For Manhattanites, who generally enjoy very good subway service -- at least in the sense that most Manhattan neighborhoods are at most a 10-minute walk from a subway stop of some sort -- the question is a lot less dramatic than it is on residents of, say, Kensington, who depend on the F train as their link to the rest of New York City. But as the New York Observer's Laura Kusisto points out, the impact of MTA service changes might be less dramatic than the Journal article made it seem. "The Journal story is pretty thin on data to back up what some frustrated residents and real estate brokers say," Kusisto writes. "As Sofia Song, vice-president of research at StreetEasy, notes, it will take more than a 20-minute walk to the subway to kill demand in most of these areas. 'I think the changes would need to be pretty drastic, because demand for housing is so high. If you make it more affordable and less convenient, there's still always going to be demand.'" And that's the thing with trend stories -- the trends they cover don't always, you know, exist.

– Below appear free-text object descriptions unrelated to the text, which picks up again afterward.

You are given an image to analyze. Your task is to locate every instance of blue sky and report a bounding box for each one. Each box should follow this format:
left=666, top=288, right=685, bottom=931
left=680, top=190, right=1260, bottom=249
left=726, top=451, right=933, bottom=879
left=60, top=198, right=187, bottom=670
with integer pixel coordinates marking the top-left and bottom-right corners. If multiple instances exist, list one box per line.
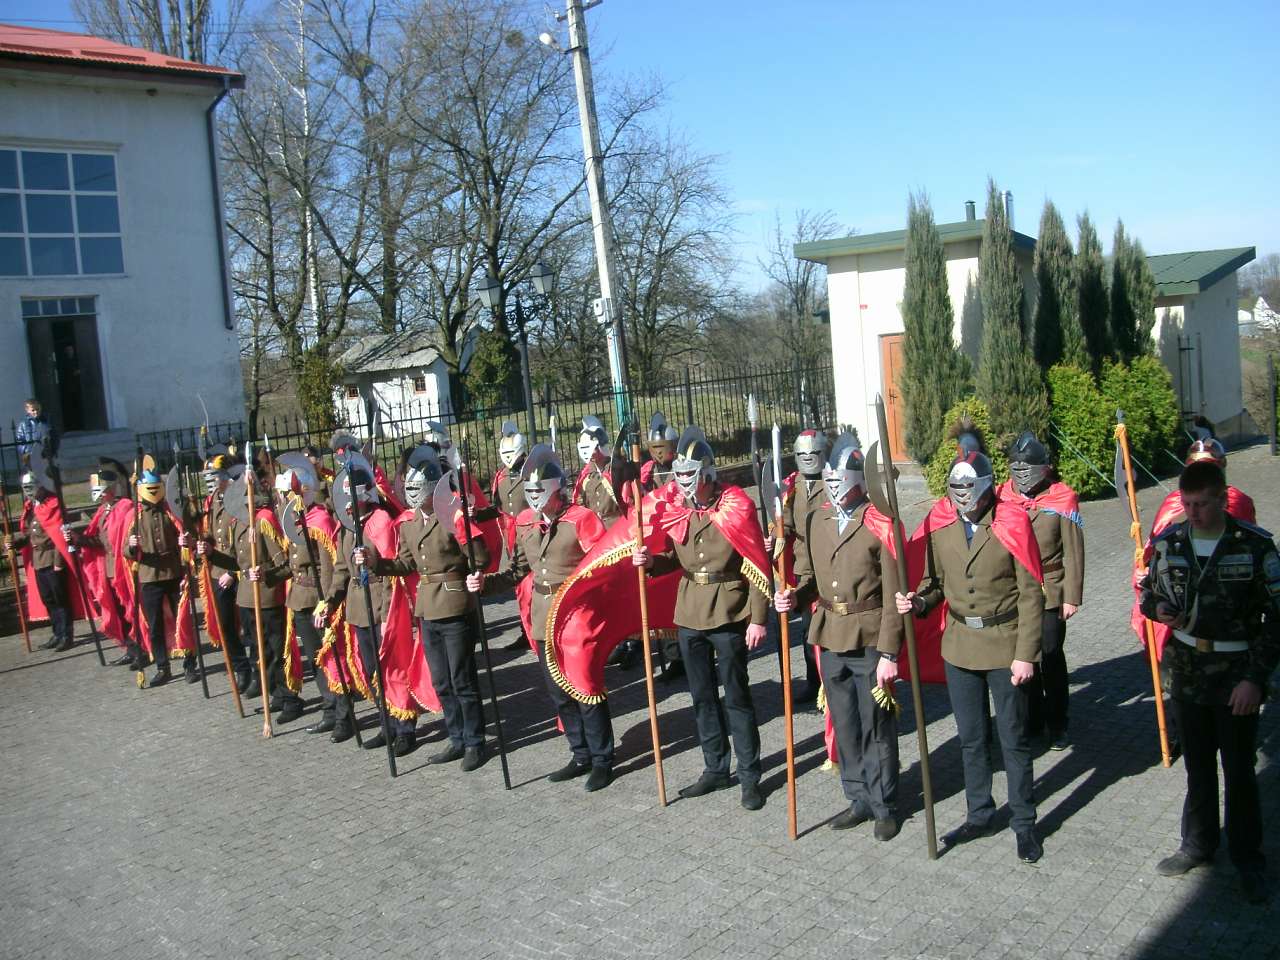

Still, anyone who has ever rented an apartment in Manhattan or anywhere else knows that subway access is a big deal -- that's why we added the "Apartments Near" refined search option to Luxury Rentals Manhattan. But even if subway rates go up, and even if the quality of subway service goes down, the subway is going to remain a part of our lives in New York City. And given that living in New York City is the reason why apartments are so desirable -- it's the only location that matters in the classic Location, Location, Location paradigm -- it seems unlikely that subway service changes, good or ill, will have much to do with the way people search for, value or inhabit NYC rentals.